The fall of Windows 8

Paul Thurrott:

Windows 8 is not well-designed. Its a mess. But Windows 8 is a bigger problem than that. Windows 8 is a disaster in every sense of the word.

This is not open to debate, is not part of some cute imaginary world where everyone’s opinion is equally valid or whatever. Windows 8 is a disaster. Period.

This is a pretty stark contrast to where we were when Windows 8 was shown at the BUILD conference two and a half years ago. The most over-the-top gushing piece had to be this one by Zach Epstein at The Boy Genius report. According to Epstein, only Apple bloggers couldn’t see the stunning coup Microsoft had pulled off.

…Apple bloggers were apparently so flustered by the platform that they resorted to bombarding Twitter with jokes about cooling fans and Silverlight instead of stopping for a moment to realize that Microsoft is showing us the future of computing

Apple paved the way but Microsoft will get there first with Windows 8.
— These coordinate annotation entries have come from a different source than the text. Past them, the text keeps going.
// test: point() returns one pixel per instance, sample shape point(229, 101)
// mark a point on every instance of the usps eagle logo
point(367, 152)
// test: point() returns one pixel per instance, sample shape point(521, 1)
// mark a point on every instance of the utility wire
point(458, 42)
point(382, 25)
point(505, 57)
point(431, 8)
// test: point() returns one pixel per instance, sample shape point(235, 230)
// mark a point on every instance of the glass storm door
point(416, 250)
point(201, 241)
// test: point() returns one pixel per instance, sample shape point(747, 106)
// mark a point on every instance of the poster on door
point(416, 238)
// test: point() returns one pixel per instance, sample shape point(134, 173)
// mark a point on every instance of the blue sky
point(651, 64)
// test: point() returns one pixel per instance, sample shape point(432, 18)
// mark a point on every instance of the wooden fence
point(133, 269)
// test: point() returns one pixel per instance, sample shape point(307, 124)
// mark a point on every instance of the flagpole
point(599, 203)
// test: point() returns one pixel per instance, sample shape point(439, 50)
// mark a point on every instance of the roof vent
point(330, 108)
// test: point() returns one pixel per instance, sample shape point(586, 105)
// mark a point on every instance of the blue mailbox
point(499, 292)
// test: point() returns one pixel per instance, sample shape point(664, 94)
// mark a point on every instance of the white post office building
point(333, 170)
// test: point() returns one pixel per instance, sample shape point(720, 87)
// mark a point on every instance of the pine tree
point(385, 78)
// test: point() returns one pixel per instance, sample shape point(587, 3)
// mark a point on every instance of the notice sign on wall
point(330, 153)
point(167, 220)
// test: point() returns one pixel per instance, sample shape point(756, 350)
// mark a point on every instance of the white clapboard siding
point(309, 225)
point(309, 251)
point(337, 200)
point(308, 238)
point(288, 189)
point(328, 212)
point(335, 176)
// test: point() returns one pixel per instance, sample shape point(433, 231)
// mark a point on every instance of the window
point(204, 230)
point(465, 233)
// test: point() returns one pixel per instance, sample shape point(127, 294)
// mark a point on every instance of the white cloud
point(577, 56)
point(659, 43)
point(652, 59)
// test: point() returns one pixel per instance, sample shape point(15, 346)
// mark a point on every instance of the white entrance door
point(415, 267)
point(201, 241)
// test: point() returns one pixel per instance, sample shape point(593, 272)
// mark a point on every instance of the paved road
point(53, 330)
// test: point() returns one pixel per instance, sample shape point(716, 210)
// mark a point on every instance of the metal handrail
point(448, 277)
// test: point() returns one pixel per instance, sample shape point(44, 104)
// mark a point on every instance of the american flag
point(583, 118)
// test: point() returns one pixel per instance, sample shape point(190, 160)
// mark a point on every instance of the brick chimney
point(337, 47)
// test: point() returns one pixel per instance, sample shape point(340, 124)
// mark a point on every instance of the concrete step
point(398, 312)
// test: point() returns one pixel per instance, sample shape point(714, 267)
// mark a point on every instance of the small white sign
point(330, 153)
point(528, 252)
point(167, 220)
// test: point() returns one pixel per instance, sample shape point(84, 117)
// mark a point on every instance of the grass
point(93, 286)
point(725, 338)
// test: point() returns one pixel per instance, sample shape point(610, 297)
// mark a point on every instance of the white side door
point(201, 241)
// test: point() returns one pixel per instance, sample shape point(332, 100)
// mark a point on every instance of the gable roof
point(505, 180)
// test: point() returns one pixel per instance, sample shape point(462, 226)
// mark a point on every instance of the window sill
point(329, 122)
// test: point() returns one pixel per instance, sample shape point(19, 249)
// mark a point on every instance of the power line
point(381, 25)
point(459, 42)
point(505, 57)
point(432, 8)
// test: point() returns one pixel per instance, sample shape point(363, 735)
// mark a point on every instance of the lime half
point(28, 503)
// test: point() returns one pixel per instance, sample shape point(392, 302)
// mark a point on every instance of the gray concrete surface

It’s either a really long road or it’s not just snarky Apple bloggers that are too stupid to appreciate Microsoft’s vision, it’s their own customers. Even at the time it was pretty obvious the things Epstein was talking about weren’t realistic. You can’t use a tablet to run Photoshop on dual monitors and get all-day battery life. What are you even talking about?

But, hey, even I called Windows 8 “my favorite version of Windows ever”,¬†although that was damning it with faint praise. It was also probably a bad sign as I’m the last person Microsoft should have been trying to appeal to. First and foremost they needed to appeal to their users. And this gets us back to their “all-in-one” decision.

We can argue about the technical merits of that decision, but what is unarguable is that Microsoft’s path alienated its existing user base. Microsoft (and Epstein) fell victim to their pie-eyed optimism that all people wanted to do was run Office on their tablets. That they could take away the Start menu and solder Metro onto the Windows desktop and have an operating system that worked crappily with both touch and a mouse and it would be OK as long as people could get “real work” done which they apparently do while dancing.

Nobody cared, and now they have to try to unroll the damage they did and figure out where to go from here. On the plus side, Microsoft’s a much more interesting story than Apple right now. If not for very good reasons.